FCC Approves Viasat/Inmarsat Merger
The Viasat and Inmarsat merger has secured another regulatory approval to move forward, this time from the FCC. The FCC issued an order on May 19 approving the transaction, stating that it will serve the public interest.
The FCC’s approval stated the commission does not think the merger will harm competition in government satellite services, aviation services, and maritime communications services, broadly because the companies either do not compete directly, or there is enough competition in the market, which is evolving with new entrants in Low-Earth Orbit (LEO) and Medium-Earth Orbit (MEO).
The FCC denied a petition from SpaceX to block the deal. SpaceX argued that Viasat operates in certain spectrum bands in violation of its license.

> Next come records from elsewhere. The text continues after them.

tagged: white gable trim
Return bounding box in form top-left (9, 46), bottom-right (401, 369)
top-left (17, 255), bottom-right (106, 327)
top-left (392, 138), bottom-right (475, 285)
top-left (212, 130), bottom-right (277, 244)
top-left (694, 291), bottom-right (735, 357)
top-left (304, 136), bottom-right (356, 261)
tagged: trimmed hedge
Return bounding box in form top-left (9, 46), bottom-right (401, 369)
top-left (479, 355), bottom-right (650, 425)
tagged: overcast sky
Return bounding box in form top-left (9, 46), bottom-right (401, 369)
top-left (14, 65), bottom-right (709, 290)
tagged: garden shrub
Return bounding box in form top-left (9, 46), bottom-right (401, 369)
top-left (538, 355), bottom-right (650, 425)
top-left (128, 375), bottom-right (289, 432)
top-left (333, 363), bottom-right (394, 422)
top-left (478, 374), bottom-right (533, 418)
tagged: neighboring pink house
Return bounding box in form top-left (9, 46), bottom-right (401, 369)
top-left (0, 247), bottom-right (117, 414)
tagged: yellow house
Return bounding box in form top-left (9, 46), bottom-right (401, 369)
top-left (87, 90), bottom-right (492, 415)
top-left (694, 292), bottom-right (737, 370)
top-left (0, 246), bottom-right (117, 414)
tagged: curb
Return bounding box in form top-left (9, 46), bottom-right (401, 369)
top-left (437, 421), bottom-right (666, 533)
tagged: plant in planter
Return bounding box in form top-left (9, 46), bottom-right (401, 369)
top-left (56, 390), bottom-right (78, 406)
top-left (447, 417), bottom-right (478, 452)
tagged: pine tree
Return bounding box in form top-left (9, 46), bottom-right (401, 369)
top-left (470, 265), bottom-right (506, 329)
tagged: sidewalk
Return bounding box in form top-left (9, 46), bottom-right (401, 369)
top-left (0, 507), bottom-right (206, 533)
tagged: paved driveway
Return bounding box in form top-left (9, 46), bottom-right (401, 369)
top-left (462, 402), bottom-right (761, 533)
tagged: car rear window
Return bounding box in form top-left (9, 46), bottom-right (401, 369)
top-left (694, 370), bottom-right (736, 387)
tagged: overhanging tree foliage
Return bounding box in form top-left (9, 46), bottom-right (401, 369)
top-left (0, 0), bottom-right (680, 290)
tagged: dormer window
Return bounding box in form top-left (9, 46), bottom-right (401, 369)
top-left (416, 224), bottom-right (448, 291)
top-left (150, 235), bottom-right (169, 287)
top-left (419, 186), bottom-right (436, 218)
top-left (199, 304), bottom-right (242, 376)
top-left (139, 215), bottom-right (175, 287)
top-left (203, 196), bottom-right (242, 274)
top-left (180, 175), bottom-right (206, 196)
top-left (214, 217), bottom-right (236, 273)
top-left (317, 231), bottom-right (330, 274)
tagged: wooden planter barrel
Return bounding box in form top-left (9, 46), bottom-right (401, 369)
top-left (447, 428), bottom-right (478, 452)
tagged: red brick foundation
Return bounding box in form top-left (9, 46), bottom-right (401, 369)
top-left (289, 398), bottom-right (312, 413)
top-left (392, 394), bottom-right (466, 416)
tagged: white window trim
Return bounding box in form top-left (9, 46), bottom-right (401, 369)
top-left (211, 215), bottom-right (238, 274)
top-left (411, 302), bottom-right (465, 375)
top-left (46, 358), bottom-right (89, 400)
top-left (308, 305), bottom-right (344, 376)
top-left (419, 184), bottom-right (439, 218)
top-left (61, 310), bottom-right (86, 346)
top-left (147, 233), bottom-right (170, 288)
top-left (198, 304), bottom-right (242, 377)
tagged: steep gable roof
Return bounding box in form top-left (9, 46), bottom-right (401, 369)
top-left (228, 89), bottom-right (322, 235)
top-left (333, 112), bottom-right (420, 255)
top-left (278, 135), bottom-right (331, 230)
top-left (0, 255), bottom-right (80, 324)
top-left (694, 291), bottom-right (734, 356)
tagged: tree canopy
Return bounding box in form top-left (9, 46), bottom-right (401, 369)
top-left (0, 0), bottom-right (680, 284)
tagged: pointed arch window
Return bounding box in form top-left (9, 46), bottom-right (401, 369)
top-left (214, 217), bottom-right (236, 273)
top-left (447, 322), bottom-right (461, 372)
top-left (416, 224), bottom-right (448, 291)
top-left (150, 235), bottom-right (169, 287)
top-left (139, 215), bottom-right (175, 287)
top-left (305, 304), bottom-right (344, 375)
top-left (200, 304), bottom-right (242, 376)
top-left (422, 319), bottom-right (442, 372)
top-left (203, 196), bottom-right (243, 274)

But the FCC denied the petition on precedent that it does not block applications “as a means of dealing with pre-existing disputes between parties regarding licenses previously held by an acquiring applicant.”
Viasat said it expects the transaction is expected to close later this month, but it is still subject to approval from the European Commission (EC). The EC is investigating concerns that the merger will hurt competition in the in-flight connectivity (IFC) market. The EC investigation has a June 29 deadline.
A similar review in the U.K. by the Competition and Markets Authority (CMA) recently approved the deal. The CMA found that while the companies compete closely in the IFC market, the deal would not substantially reduce competition for services on flights for U.K. customers due to growing competition from Starlink and other players.